The “natural wilderness” seen in most areas by the first white explorers had little in common with what had existed for many thousands of years before this die-off.
Actually, trees (and other plants) take in CO2 and give off oxygen.
Trees take in CO2 when alive and release CO@ when they are rotting dead.
don't you know the Amerindians lived in a pristine paradise unspoiled. SARC
The American Indian owes everyone living here today restitution for their burning of the land to cause buffalo stampedes for hunting.
They destroyed millions of acres, caused global warming and owe us a ride - now it’s their turn.
Well, duh. I know that. I should think BEFORE I type.
Actually, they do both.
They ‘exhale’ O^2 during daylight; CO^2 at night. Generally, the younger they are, the greater the disparity between the two processes, though it “always” favors net O^2 production, while alive.

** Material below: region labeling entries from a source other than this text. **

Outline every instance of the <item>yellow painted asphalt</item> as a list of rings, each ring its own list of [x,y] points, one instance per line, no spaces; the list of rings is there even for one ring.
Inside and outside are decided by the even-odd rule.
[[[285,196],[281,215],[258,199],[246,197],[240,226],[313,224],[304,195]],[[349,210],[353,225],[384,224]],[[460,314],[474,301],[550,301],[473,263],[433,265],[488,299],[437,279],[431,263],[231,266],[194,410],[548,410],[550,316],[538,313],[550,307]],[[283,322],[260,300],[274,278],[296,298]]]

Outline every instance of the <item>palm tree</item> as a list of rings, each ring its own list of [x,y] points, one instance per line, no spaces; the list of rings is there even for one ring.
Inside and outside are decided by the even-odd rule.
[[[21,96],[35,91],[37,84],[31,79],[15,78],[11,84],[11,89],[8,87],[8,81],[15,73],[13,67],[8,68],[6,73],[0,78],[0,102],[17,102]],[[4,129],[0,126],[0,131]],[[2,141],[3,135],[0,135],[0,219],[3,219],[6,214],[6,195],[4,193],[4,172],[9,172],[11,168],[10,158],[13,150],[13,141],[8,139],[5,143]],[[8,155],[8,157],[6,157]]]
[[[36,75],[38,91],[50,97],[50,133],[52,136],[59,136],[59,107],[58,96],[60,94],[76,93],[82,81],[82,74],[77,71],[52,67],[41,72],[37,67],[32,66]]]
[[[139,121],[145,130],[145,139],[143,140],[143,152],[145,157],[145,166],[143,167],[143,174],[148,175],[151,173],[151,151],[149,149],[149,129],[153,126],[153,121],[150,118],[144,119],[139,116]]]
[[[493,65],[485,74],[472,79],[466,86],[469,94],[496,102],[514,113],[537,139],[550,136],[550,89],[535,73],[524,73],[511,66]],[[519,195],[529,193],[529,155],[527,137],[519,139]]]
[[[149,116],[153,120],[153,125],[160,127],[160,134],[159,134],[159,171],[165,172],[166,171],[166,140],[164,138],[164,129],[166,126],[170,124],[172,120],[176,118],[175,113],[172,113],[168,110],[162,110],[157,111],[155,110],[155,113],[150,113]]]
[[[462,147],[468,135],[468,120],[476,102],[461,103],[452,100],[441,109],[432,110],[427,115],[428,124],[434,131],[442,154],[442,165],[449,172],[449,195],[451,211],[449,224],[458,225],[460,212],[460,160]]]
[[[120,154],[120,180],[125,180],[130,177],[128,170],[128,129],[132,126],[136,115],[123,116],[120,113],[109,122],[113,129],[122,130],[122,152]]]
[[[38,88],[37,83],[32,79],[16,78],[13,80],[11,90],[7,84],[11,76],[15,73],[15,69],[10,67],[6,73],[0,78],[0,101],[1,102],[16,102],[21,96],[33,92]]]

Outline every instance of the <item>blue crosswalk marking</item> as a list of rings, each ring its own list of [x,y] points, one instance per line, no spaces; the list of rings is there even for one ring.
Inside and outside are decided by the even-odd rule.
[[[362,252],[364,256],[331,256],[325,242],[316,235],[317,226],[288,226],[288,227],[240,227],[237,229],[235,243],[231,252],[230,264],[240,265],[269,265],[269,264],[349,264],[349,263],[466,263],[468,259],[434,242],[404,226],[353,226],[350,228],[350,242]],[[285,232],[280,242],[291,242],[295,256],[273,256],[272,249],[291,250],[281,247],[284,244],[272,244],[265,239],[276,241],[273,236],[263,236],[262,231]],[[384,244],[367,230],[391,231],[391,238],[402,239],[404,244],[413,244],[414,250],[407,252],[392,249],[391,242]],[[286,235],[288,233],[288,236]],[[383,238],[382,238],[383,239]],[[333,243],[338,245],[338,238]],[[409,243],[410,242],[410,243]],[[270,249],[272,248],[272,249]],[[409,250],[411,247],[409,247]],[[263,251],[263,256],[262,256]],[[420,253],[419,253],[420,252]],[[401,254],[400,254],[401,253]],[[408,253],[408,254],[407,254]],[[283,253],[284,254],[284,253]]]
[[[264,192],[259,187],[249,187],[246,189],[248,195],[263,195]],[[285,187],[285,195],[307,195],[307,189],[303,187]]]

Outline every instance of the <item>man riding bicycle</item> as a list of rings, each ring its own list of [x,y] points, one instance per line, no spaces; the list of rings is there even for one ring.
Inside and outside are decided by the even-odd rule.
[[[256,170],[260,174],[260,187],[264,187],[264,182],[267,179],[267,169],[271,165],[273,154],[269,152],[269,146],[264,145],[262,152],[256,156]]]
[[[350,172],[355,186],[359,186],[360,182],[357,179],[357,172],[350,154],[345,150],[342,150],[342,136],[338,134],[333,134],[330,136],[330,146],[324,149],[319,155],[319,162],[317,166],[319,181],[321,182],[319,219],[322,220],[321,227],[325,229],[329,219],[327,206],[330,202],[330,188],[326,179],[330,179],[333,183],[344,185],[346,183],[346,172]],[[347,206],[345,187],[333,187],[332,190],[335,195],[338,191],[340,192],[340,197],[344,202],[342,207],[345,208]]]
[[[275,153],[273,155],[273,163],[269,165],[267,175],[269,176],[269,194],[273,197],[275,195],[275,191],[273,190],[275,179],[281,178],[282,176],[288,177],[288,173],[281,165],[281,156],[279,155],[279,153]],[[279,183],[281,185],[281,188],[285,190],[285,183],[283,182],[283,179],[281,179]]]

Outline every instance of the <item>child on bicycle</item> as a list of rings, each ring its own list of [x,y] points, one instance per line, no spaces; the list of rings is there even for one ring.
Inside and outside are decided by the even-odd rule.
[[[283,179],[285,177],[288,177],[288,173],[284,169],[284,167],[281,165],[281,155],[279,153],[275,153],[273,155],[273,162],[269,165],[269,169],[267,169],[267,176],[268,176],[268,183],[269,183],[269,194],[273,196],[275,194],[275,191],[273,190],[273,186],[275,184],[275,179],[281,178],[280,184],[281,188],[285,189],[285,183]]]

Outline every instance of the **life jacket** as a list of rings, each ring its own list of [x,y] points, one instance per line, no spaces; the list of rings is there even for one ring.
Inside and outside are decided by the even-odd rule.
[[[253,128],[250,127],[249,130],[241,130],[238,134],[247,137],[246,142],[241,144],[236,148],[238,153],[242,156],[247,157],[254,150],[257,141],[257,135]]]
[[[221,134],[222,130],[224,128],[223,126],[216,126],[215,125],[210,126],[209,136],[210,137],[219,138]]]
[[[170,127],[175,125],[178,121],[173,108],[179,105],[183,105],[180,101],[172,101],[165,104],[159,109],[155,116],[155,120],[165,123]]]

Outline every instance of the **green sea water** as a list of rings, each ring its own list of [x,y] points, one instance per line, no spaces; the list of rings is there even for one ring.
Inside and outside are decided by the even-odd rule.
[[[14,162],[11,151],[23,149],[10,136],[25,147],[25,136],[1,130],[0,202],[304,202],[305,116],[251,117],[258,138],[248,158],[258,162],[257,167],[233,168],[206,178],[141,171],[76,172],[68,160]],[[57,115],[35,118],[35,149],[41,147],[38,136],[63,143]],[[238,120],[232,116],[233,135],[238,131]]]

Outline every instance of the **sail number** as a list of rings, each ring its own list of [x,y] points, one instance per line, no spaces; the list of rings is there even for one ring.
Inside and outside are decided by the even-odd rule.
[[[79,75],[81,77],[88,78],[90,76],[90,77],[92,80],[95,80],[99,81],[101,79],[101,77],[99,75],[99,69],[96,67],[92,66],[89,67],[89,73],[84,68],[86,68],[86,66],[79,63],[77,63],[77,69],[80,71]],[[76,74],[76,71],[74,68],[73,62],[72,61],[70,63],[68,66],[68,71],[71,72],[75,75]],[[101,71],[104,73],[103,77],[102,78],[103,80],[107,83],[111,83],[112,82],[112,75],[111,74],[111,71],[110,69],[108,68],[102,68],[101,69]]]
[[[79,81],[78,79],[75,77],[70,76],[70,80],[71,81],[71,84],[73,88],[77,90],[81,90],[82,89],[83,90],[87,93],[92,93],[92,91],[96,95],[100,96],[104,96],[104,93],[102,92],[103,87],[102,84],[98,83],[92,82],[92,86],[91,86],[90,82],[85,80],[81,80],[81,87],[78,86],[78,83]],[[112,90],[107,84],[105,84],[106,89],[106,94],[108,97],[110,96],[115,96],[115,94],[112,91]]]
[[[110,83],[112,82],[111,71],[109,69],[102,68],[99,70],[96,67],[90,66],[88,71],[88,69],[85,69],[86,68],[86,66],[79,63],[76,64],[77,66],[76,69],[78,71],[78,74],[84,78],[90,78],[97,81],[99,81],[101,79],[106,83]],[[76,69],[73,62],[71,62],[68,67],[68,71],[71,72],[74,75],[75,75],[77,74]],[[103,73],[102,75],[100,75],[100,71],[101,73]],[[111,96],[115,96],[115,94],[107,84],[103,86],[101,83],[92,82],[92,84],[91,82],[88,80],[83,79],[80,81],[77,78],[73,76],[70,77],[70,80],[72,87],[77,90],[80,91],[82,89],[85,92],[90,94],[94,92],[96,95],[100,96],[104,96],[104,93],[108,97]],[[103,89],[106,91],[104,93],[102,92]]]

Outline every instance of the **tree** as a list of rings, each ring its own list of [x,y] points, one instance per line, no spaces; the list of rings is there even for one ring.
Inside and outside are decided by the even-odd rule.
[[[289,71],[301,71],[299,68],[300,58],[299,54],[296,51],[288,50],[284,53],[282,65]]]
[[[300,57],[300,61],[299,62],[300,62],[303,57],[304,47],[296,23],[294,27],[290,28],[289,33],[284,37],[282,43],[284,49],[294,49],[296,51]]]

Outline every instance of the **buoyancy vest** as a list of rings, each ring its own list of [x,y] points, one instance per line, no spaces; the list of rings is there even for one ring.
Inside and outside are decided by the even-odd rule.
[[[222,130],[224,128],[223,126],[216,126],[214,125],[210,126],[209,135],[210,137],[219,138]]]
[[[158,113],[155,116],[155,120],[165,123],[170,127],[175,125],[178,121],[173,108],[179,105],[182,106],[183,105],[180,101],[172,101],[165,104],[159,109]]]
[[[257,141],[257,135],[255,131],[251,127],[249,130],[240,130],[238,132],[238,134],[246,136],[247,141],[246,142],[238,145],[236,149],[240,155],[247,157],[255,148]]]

Living trees also contribute huge amounts of methane to the atmosphere; estimates range anywhere from 10% to 30% of annual atmospheric methane emissions.
Thank you. I was wondering if anyone was going to post the general facts on plant CO2 and O2 production.
You are correct. I was referring to net effects.
Satire, right?
The book I mentioned was specifically written to refute that theory. In the author’s opinion, with which I agree, it degrades American Indians from humans to a species of wildlife that doesn’t impact the “natural environment” because they are part of it, unlike the rest of us who are somehow “non-natural.”
Dam* those city dwelling, cuneiform writing, farming Sumerians. /s
The author of that article needs a refresher course in math. I have heard there were 5-6 million people living 5,000 years ago. For them to have as much effect on the environment as today’s population, they would have to practice 1,000 times as much deforestation, not 10 times.
Bullshite begets more bullshite.
. . . which there wouldn't have been any of in the first place without "greenhouse gases" (they call it "the greenhouse effect for a reason, ya know!) . . .
They still use slash and burn farming in Mexico and sometimes there is enough smoke in the atmosphere that it is visible in Texas when the wind is right and carries it north.
The earth began warming after the last glacial cycle and, later, from the Younger Dryas, thousand of years before the advent of agriculture. Unfriggingbelieveable.
2 or 3 daya ago I read an aritlce, I think it was a Drudge Headline, where it was announced the Richard Lindzer of MIT was about to publish a study which debunks the CO2 myth once and for all. Been searching but can't find it.